Lethem et al. (1983) developed a fear avoidance model of chronic pain where catastrophizing leads to fear of pain, leading in turn to avoidance of activity, hypervigilance, depression and disuse resulting in disability. Fear-avoidance beliefs and fear of movement/(re)injury in particular have been shown to be strong predictors of physical performance and pain disability (Waddell et al. 1993, Crombez et al. 1998, Vlaeyen et al. 2002). Therefore, reducing catastrophizing through education and coping skills training and increasing activity according to this model, will reduce depression and disability. Although Geisser et al. (1999) argued that rather than reduce the use of unhelpful passive strategies the use of helpful active strategies should be encouraged.
Coping is influenced by a number of factors including mood, disability, beliefs, other symptomatology, level of support in the marital relationship and locus of control, i.e. the extent to which individuals believe that they are in control of outcomes and the extent to which they believe in chance or misfortune (Skevington 1995). Patients who are most adaptive are those who have strong internal beliefs, strong beliefs in the powers of others such as health professionals and weak beliefs in chance.
Pain beliefs may affect treatment outcomes and patients’ beliefs about their illness affect their attitudes to coping skills, adherence and compliance with treatment, e.g. if patients believe they are not in control of their condition, they are less likely to adhere to a self-management program (Williams & Keefe 1991). In addition, they may believe that a certain course of treatment is effective and another ineffective. Several authors have suggested that coping strategies may be an important mediator between pain and depression and thus disability in low back pain (e.g. Waddell et al. 1993, Gatchel & Turk 1999).
Coping skills can be developed by teaching cognitive techniques such as problem solving, correction of distorted cognitions by education and encouraging physical activity (Harding & Williams 1995). The provision of information is important in that it enhances perceived control about pain and thus anxiety and distress is reduced (Arntz & Schmidt 1989).

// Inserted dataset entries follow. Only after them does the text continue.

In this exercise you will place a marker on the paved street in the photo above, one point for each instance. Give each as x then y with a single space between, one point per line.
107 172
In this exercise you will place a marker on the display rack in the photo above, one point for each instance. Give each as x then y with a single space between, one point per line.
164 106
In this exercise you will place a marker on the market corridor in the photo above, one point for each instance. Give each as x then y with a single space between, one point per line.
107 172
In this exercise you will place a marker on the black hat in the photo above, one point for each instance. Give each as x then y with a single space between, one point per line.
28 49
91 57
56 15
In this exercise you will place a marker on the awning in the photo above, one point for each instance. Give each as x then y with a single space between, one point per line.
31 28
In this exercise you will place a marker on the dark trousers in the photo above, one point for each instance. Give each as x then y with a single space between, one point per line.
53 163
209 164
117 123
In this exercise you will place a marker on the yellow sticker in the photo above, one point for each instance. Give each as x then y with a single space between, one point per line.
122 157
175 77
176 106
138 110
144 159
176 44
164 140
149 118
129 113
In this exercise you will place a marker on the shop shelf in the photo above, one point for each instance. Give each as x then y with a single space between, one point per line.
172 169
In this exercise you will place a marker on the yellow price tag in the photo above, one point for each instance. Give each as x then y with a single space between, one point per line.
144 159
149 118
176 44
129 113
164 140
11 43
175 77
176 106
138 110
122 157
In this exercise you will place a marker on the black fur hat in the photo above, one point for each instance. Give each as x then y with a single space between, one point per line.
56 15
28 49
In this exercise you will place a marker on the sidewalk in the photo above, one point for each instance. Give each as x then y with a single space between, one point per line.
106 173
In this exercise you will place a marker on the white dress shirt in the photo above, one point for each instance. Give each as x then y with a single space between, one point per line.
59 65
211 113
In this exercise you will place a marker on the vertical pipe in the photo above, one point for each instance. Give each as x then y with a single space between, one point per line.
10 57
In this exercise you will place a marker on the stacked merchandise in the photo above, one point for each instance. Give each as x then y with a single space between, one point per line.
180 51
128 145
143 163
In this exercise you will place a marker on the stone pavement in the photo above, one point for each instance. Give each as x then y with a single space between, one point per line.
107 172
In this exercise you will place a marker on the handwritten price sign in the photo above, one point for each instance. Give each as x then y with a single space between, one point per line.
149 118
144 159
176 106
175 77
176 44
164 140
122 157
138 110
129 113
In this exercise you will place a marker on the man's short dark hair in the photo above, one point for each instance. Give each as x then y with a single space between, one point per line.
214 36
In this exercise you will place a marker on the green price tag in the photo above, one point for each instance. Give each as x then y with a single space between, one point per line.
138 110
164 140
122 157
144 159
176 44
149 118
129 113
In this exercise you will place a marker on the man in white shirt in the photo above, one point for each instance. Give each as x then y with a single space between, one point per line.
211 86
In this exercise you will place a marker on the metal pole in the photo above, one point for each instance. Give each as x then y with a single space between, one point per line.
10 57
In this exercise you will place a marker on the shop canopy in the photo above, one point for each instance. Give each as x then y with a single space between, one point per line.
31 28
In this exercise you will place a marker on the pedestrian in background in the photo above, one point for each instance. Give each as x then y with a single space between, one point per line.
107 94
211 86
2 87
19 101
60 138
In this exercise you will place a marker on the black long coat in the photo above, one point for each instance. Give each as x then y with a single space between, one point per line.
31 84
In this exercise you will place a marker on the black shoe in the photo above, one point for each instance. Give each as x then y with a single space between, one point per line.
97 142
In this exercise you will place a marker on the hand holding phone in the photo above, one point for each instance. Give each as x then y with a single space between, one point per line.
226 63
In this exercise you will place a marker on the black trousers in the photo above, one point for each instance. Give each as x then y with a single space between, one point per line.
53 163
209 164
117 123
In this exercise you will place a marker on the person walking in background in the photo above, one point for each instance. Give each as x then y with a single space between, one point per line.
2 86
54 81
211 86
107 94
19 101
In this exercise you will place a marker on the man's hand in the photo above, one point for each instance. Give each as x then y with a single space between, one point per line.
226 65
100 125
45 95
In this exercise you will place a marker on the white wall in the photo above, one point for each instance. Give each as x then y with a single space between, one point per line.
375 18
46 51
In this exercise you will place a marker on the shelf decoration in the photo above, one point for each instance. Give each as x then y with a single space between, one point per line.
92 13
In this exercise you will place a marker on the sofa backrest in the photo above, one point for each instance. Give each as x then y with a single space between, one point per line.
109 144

A broad range of coping styles should be taught as what may be effective in reducing pain for one individual (adaptive) on one occasion, may not be on another, or for a different individual. Richardson and Poole (2001) suggest that assessment of coping styles could identify the type of coping that leads to a positive outcome for the individual patient in terms of facilitating adaptation to their condition. Coping strategies are reviewed in the second part of this paper.
Perceived self-efficacy (i.e. an individual’s belief that they can succeed at something they want to do) is closely related to coping ability. Perceived control and higher self-efficacy have been shown to be positively related to lower levels of state anxiety and greater use of more adaptive coping strategies (i.e. task-orientated rather than emotion-focused coping), which in turn have been positively related to psychological and functional outcome measures (Scharloo & Kaptein 1997). Any treatment of chronic pain related to the development of coping strategies and anxiety reduction should therefore also include strategies to increase self-efficacy.